David Livingston wrote:Hi Stephan
What plant /tree do you consider the most surprizing or rewarding in your orchard. One that did things compleatly unexpected . Or an unusual fruit .
Here in France I am trying medlar/nefle and Persimmon/kaki both rare north of the Loire .
Any unusual suggestions for me or maybe a common suggestion with a twist
David it's really hard to beat a tree ripened PLUM. My quote in the 9 minute video is very candid "The only thing wrong with this plum is you can never eat just one".
Last fall we counted one day we ate 25 plums off the tree per day for 3 weeks. Never felt so healthy in my life.
Oh I did get a taste of our new sweet cherries. Still regret I didn't plant 50 of them 5 years ago!!
David Livingston wrote:I too enjoy plums . !I am lucky to have about twenty of these trees http://en.wikipedia.org/wiki/Mirabelle_plum . Well at least that is what I have been told they are. I look forward to finding out as we have only been in the property a couple of months These trees seem seem to have spread all over the property by themselves , a good sign I thought . I keep finding new ones
In Angers they are used in tarts, pies and jam.
What types do you grow ?
I got excellent results grafting plums onto almond rootstock. These were raw store-bought almond seeds destined for eating. I just sprouted them instead. I grafted Japanese plums, not european. As a general rule though you get the highest success grafting like on like. That is peaches onto peach rootstock, and apples onto apple rootstock. Almond however seems to be ammenable to any other stone fruit, ie:peaches, apricots, plums, and necturines.
Granny Brown wrote: I planted some seedling American plums this year. Would they work for root stock when I get some good scion wood ?
David Livingston wrote:Hi Micheal and Stephan ,
Interesting that you are using almonds as root stock . I am hoping to get some almond trees this year having seen the price of the nuts rocket recently
Does this have any effect on the size of the tree ? Here in europe its very common to have quince as rootstock, as it makes for a smaller tree particularly with pears .
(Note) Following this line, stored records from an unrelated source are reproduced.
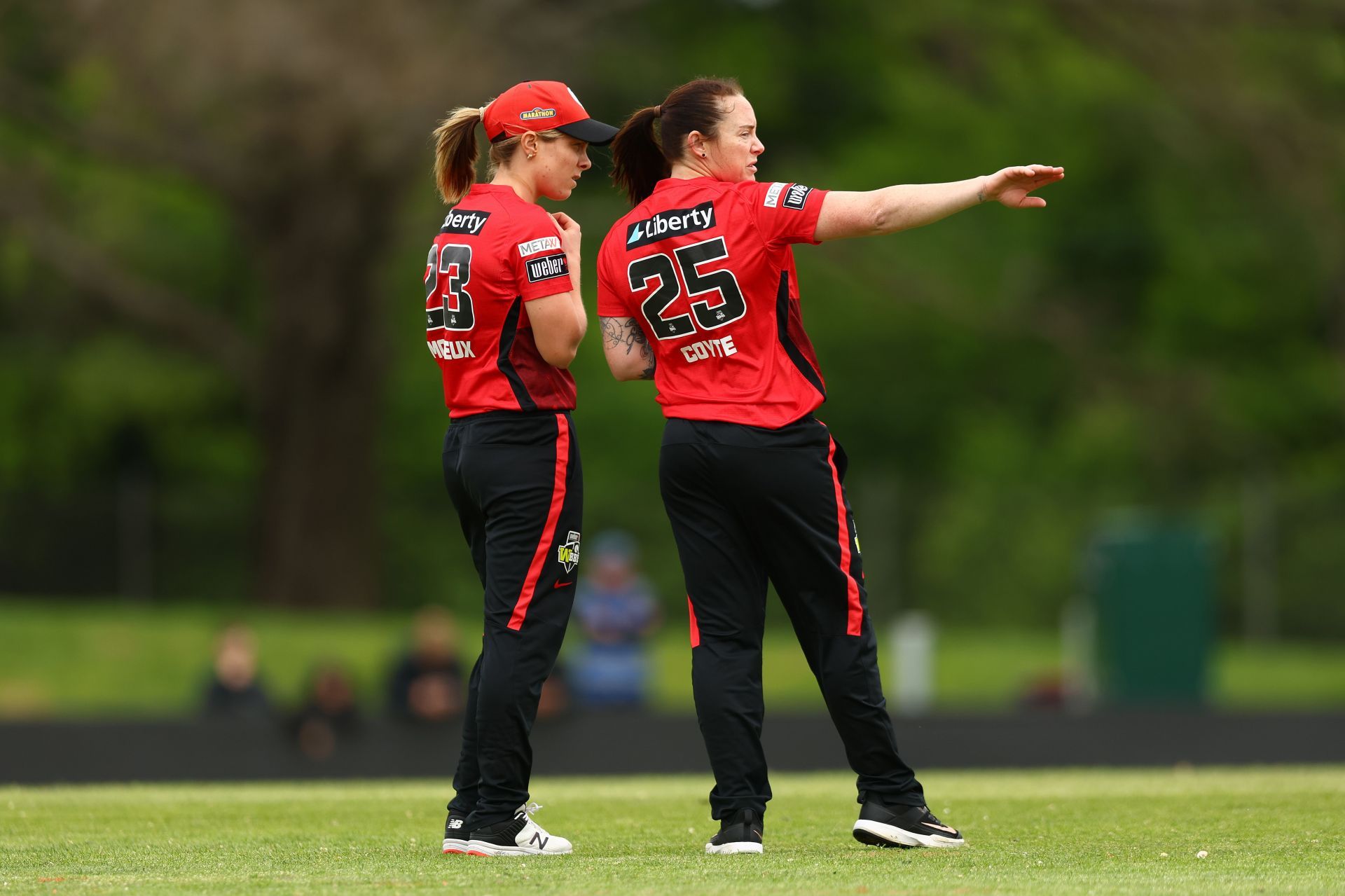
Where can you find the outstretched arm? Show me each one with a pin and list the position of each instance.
(906, 206)
(628, 353)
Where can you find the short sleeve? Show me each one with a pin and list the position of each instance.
(611, 294)
(538, 260)
(785, 213)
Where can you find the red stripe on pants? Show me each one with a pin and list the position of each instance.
(855, 618)
(544, 548)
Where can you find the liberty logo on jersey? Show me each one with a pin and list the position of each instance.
(670, 223)
(469, 222)
(568, 555)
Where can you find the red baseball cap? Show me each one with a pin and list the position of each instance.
(542, 105)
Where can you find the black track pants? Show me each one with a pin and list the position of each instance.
(518, 489)
(748, 505)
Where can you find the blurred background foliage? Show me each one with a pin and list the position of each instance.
(213, 221)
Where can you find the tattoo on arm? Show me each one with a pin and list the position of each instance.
(626, 331)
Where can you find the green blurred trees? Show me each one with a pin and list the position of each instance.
(1169, 333)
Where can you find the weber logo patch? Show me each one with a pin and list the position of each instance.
(670, 223)
(796, 195)
(548, 267)
(568, 555)
(469, 222)
(541, 244)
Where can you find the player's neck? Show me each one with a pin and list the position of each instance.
(684, 171)
(523, 190)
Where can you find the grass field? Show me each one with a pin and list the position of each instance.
(1266, 830)
(100, 659)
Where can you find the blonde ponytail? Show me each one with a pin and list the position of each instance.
(456, 153)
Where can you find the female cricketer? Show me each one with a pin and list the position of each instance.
(697, 289)
(504, 319)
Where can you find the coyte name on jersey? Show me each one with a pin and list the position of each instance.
(705, 268)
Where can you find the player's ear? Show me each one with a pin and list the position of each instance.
(696, 144)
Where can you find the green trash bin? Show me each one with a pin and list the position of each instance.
(1150, 583)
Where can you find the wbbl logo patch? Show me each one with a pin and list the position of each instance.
(469, 222)
(670, 223)
(548, 267)
(568, 555)
(796, 195)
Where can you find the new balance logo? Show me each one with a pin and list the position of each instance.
(670, 223)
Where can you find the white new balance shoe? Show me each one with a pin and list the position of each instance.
(455, 833)
(517, 837)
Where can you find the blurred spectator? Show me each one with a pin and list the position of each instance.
(327, 713)
(427, 682)
(616, 611)
(235, 689)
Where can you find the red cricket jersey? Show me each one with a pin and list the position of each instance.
(706, 270)
(494, 253)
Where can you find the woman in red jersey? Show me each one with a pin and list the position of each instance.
(697, 289)
(504, 319)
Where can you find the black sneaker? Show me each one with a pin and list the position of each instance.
(739, 833)
(455, 833)
(903, 827)
(520, 836)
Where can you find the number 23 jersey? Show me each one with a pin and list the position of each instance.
(492, 256)
(706, 270)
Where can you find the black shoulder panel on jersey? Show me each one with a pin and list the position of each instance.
(506, 366)
(782, 322)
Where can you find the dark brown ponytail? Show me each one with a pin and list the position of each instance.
(640, 158)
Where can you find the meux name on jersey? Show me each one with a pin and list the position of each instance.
(670, 223)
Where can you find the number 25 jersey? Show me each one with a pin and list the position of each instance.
(706, 270)
(492, 256)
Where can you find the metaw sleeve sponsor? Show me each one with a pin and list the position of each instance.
(548, 267)
(785, 212)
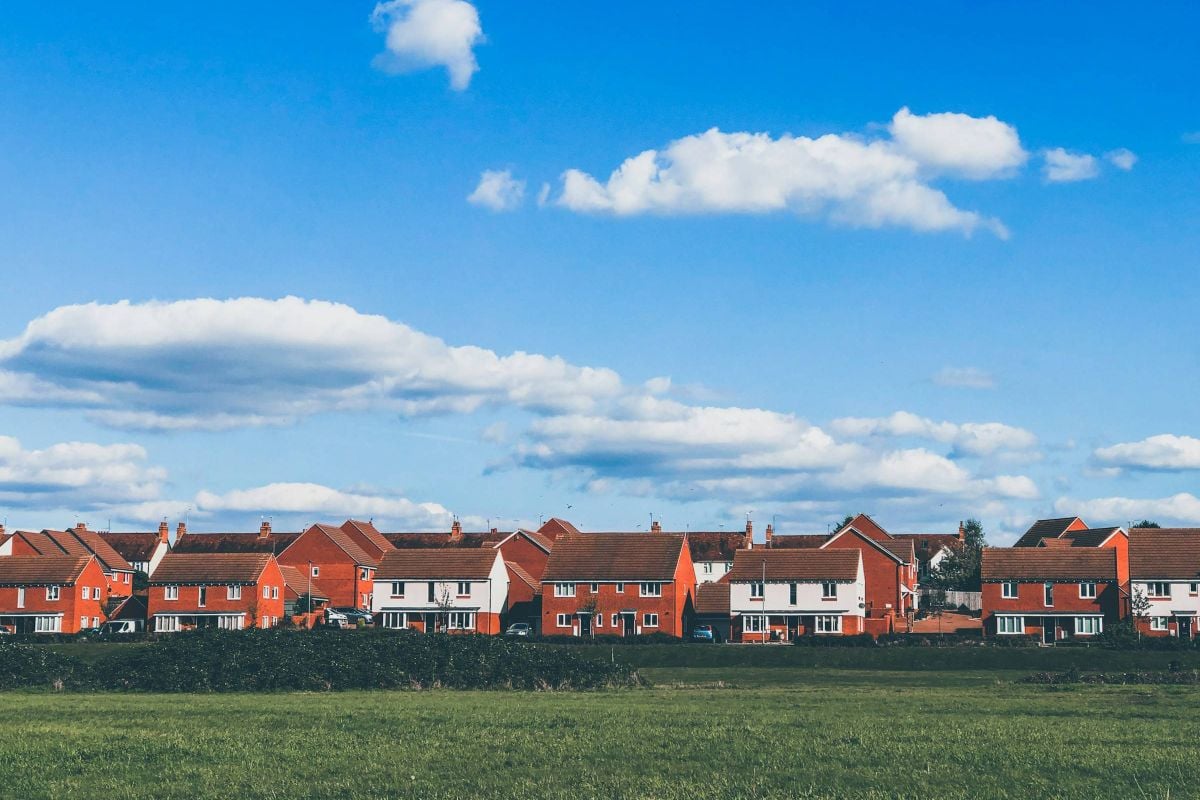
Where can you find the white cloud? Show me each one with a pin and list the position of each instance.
(1182, 507)
(430, 32)
(1063, 167)
(965, 378)
(970, 146)
(75, 474)
(967, 438)
(1164, 451)
(844, 178)
(498, 191)
(1122, 158)
(223, 364)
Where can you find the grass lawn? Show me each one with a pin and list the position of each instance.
(792, 726)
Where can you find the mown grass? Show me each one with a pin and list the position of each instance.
(786, 733)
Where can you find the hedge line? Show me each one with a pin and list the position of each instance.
(256, 661)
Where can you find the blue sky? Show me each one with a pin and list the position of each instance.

Since we can use different rootstocks to make a tree smaller I wonder if we could use other root stocks to make a fruit tree bigger ? Now that would be interesting as I would prefer to have just a few very big trees as there would be more space underneath for other stuff.
Tina Paxton wrote:Chickasaw Plum (Prunus angustifolia) are said to produce a tart plum good for eating fresh or as preserves. Has anyone experience with this tree or fruit?